This jesting is an effective slight of hand that keeps us from laughing at the transition between the two worlds. As with a stand-up comic who cracks jokes about their own obesity, the film heads off any potential tittering cynic at the pass because it's meant to be funny.
From then on the young "thunder god" adjusts to his new surroundings fairly quickly and the world of Thor comes to makes sense to us. By the time he dons his faux-Viking battle fatigues and does battle with The Destroyer (don't ask) on Main Street, we have successfully suspended our disbelief. Instead we can enjoy the fights which - let's face it - are the reason we go to the cinema to watch superhero movies. Branagh perhaps commits the crime of shooting too much action in disorienting close-up and some of the effects work is a little ropey, but 'Thor' is nevertheless good value entertainment with its share of climactic fist-pumping moments. It's also not as shallow as you might expect, with pretty well-rounded characters and a sympathetic villain. Its director is best known for adapting Shakespeare for the screen and, had the Bard penned a treatment of the screenplay, it would be easy to imagine this story from the point of view of Loki (Tom Hiddleston) as a great tragedy.
This unexpected depth owes much to the actors.
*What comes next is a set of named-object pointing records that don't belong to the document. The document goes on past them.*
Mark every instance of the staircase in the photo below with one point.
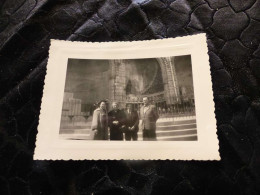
(171, 129)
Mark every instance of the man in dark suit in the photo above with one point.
(116, 122)
(131, 123)
(148, 118)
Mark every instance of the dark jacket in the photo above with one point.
(131, 120)
(116, 132)
(100, 123)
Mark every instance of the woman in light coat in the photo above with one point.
(100, 122)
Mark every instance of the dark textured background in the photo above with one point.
(232, 27)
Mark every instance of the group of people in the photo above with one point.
(124, 123)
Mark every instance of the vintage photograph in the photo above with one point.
(139, 100)
(129, 100)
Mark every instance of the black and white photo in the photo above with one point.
(154, 95)
(139, 100)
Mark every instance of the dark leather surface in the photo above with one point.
(232, 27)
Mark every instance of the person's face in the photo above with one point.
(103, 105)
(115, 106)
(145, 101)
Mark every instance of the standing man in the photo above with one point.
(131, 123)
(148, 118)
(100, 122)
(115, 122)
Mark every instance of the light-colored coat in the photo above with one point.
(148, 119)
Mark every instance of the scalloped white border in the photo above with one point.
(50, 147)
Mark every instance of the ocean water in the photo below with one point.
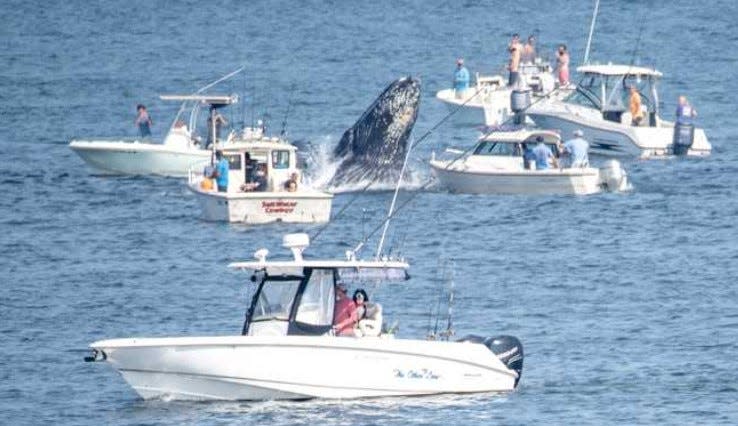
(625, 303)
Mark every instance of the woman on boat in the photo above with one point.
(562, 65)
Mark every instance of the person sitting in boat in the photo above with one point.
(291, 184)
(685, 112)
(220, 174)
(636, 109)
(344, 312)
(544, 156)
(529, 51)
(461, 78)
(577, 150)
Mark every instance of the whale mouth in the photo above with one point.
(374, 148)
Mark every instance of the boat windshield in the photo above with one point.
(497, 148)
(274, 301)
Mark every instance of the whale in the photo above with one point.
(374, 148)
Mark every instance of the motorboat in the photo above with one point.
(488, 101)
(288, 350)
(598, 107)
(181, 149)
(496, 165)
(277, 195)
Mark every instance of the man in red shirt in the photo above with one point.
(344, 313)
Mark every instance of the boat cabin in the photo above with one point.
(606, 88)
(263, 165)
(297, 297)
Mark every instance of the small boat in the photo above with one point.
(287, 349)
(495, 166)
(277, 196)
(598, 107)
(488, 101)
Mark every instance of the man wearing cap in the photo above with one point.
(344, 312)
(577, 150)
(461, 78)
(543, 155)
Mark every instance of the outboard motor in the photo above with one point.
(519, 102)
(507, 348)
(683, 138)
(613, 176)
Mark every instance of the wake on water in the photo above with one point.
(321, 166)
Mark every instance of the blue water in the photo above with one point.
(626, 304)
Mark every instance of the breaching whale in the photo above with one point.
(373, 149)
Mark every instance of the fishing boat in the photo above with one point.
(488, 101)
(288, 350)
(181, 149)
(598, 108)
(496, 166)
(264, 185)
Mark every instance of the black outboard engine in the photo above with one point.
(519, 102)
(683, 138)
(507, 348)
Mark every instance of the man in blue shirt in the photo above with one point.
(461, 78)
(221, 172)
(577, 150)
(543, 155)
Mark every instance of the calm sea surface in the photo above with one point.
(626, 304)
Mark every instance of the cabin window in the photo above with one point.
(317, 301)
(275, 300)
(280, 159)
(234, 161)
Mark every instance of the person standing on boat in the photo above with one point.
(562, 65)
(461, 78)
(516, 51)
(143, 121)
(529, 51)
(221, 172)
(685, 112)
(344, 313)
(636, 112)
(577, 150)
(219, 121)
(543, 155)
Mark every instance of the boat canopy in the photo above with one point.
(347, 269)
(618, 70)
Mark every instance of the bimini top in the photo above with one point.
(381, 268)
(614, 70)
(521, 136)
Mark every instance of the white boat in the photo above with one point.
(272, 201)
(488, 101)
(598, 107)
(495, 166)
(287, 350)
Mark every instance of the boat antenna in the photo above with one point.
(287, 113)
(591, 31)
(394, 201)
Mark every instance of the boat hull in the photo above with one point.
(139, 158)
(263, 207)
(577, 181)
(619, 140)
(301, 367)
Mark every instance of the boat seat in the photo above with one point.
(371, 324)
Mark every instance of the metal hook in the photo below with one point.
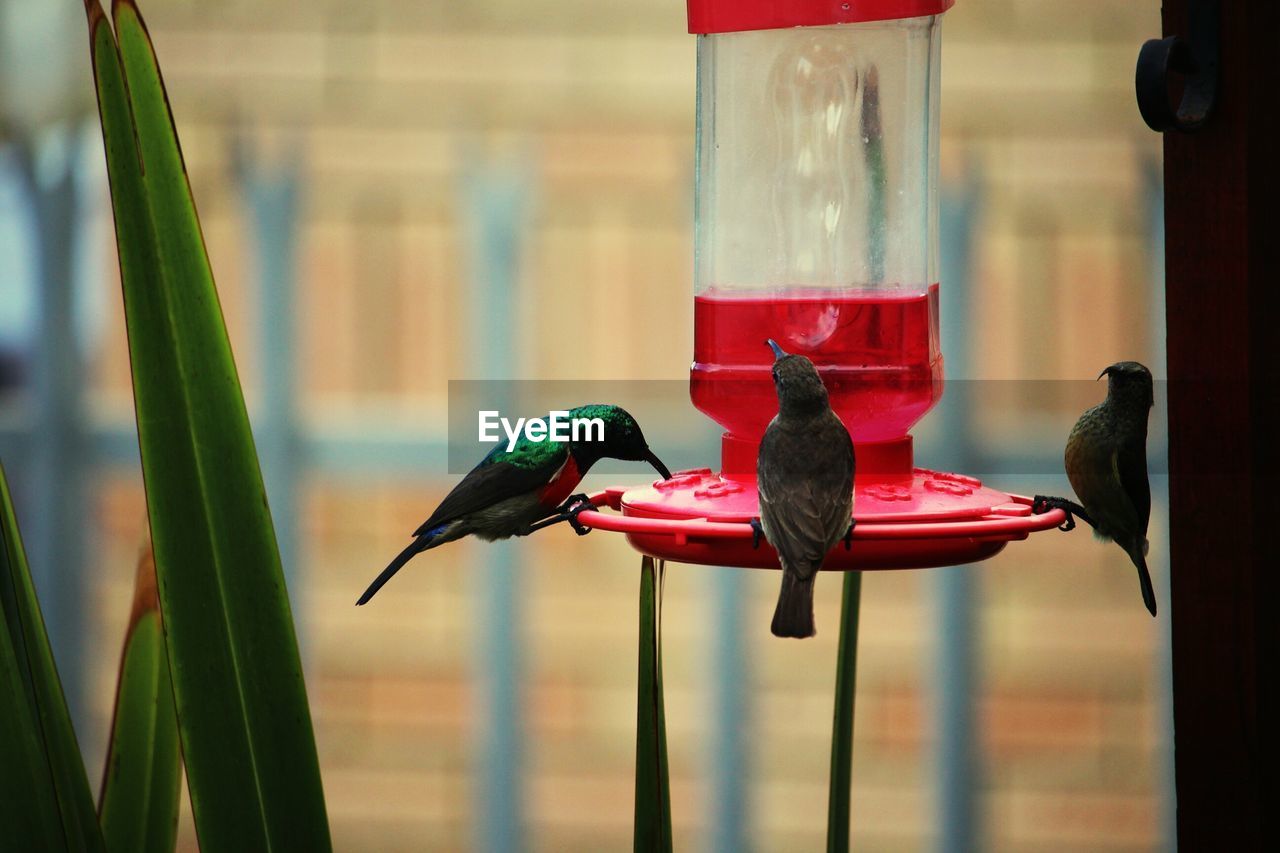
(1194, 58)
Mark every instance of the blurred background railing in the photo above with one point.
(396, 195)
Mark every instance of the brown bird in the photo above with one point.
(1106, 463)
(805, 480)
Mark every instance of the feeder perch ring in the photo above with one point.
(890, 536)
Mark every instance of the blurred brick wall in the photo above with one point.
(385, 103)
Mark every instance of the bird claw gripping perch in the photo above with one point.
(1042, 503)
(572, 507)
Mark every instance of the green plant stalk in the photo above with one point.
(652, 830)
(142, 778)
(237, 679)
(45, 801)
(842, 721)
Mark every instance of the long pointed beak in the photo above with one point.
(657, 463)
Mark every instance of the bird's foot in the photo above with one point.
(1042, 503)
(572, 507)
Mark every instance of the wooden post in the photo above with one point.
(1224, 427)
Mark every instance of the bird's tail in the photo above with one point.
(421, 543)
(1138, 553)
(794, 615)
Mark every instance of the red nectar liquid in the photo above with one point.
(877, 352)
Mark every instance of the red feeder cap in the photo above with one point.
(736, 16)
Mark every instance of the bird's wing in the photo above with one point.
(1130, 469)
(498, 477)
(804, 515)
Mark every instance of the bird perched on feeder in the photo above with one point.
(1106, 464)
(525, 487)
(805, 480)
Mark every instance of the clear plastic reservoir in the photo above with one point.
(817, 220)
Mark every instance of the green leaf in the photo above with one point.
(237, 679)
(45, 801)
(842, 723)
(144, 763)
(652, 829)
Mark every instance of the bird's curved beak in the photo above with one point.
(649, 456)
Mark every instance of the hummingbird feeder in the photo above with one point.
(816, 226)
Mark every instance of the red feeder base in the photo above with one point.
(912, 519)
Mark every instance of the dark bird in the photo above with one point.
(805, 479)
(1106, 463)
(513, 492)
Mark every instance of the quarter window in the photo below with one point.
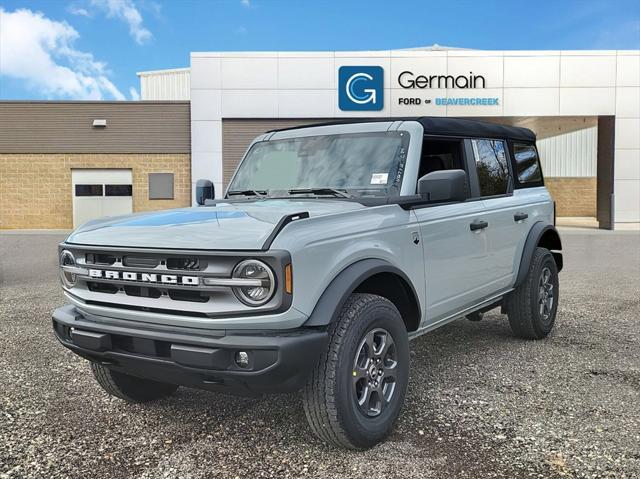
(527, 164)
(491, 164)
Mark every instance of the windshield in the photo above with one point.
(354, 164)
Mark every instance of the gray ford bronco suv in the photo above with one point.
(334, 245)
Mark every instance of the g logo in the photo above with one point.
(361, 88)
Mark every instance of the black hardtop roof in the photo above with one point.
(434, 125)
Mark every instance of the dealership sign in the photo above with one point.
(361, 88)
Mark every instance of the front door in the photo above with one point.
(454, 257)
(454, 253)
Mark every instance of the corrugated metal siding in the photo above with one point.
(66, 127)
(573, 154)
(166, 85)
(238, 134)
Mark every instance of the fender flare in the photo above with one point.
(329, 306)
(537, 231)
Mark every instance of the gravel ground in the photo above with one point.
(481, 403)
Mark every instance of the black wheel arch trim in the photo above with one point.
(551, 241)
(328, 307)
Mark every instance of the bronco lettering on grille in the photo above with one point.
(145, 277)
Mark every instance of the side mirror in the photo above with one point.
(204, 191)
(444, 185)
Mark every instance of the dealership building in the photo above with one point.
(64, 162)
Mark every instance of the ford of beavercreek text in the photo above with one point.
(332, 247)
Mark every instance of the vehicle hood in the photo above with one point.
(224, 226)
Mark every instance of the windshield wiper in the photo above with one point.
(258, 193)
(320, 191)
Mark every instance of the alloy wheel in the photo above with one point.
(374, 372)
(545, 294)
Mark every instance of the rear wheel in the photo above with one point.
(130, 388)
(356, 391)
(533, 305)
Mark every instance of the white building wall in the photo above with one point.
(527, 83)
(165, 84)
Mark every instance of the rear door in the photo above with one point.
(505, 213)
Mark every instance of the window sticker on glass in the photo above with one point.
(379, 178)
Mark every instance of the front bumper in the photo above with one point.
(279, 361)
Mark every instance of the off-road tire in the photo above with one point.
(329, 398)
(130, 388)
(523, 305)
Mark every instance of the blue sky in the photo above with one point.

Hemsworth, for his part, is pretty good as Thor and his transition from, as Protosevich has put it, "an Old Testament god to a New Testament god" is carried off well. It doesn't feel like the usual sudden third act u-turn when he becomes worthy of reclaiming his powers because he has genuinely changed before our eyes, becoming more humble and gentle through his association with scientist Jane Foster, as played by Natalie Portman. It may seem as though Portman, a recent Academy Award winner, is slumming it in 'Thor' (an accusation also levelled at Branagh) - and who could blame her after 'Black Swan'. But she gives her all to the role regardless and elevates a love-interest character into something more interesting and appealing. Like Hopkins, Hiddleston and veteran Swede Stellan Skarsgård, she adds believability to this obscure Marvel tale, and in doing so eases what must have been the studio's greatest concern.
Fun, light-hearted and - at times - morally complex, 'Thor' is more than just a cynical means to an end (even if it does feature a completely pointless and convoluted cameo for another Marvel hero). That is not to say, however, that it isn't also serving as a Trojan two-hour advert for 'The Avengers'. It's just that it's good enough that you won't mind. For comic book fans, summer 2012 can't come soon enough.
'Thor' is out now in the UK and has been rated '12A' by the BBFC.